Five years after getting a facelift followed by lip augmentation using leftover tissue, patients still had significantly fuller lips than they did prior to the procedure, though the results weren't as pronounced as they were at three months or one year, the study found.
"This technique offers patients undergoing a facelift a way to use their own tissue which would otherwise normally be discarded to plump the lips with minimal risk for complications," said lead study author Dr. Matthew Richardson, a private practice plastic surgeon at Texas Facial Aesthetics in Frisco, Texas.
It isn't for everyone.
"Patients who have previously had a facelift are usually not candidates for this procedure because the tissue that is used for the lip augmentation is often removed at the time of the first facelift operation," Richardson added by email.
Still, appearance tweaks like this are gaining in popularity.
Last year there were 15.9 million surgical and minimally invasive cosmetic procedures done in the U.S. alone, a 2 percent increase from the previous year and more than double the number from 2000, according to the American Society of Plastic Surgeons.
For the current study, researchers focused on a procedure that plumps up the lips with tissue taken from what's known as the superficial musculoaponeurotic system (SMAS), a layer of tissues under the skin of the face.
To assess the long-term safety and effectiveness of this cosmetic procedure, researchers followed 60 people for about five years, examining photos to see how plump lips stayed over time and tracking complications.
Two of the patients had complications that required additional treatment, one to relieve swelling and the other for nodule removal, researchers report in JAMA Facial Plastic Surgery.
Both the upper and lower lips were fuller at three months, one year and five years compared to before the patients got facelifts and lip augmentation, based on an analysis of photos from a subset of 26 participants.
One limitation of the study is that researchers lacked a full set of images for more than half of the participants because some people were missing at least one picture and others were excluded because they'd gotten additional cosmetic lip procedures during the study, the authors note.
It also may be unaffordable for some patients.

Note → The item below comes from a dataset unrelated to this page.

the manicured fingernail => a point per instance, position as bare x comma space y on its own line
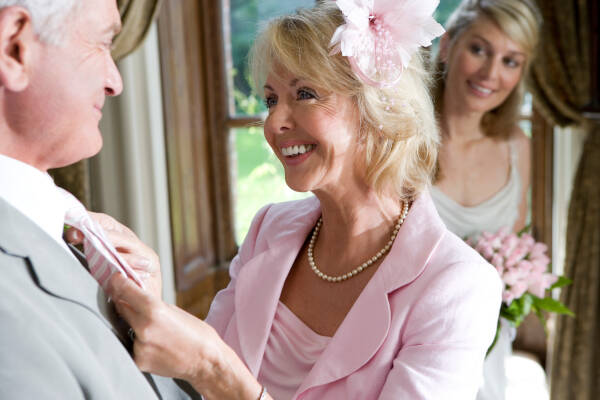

Absent a traumatic injury requiring facial reconstruction, this type of procedure wouldn't typically be covered by insurance, requiring patients to pay somewhere in the neighborhood of $5,000 to $8,000 entirely out of pocket, said Dr. Andrew Jacono, director of The New York Center for Facial Plastic and Laser Surgery.
Even so, the study should reassure patients who choose this procedure that it can be done safely and have lasting effects, Jacono, who wasn't involved in the study, said by email.
"While we knew that SMAS lip augmentation delivered consistent outcomes, the study speaks to the longevity of the results," Jacono said. "This is the first time the procedure has been proven to last for at least five years with little to no complications."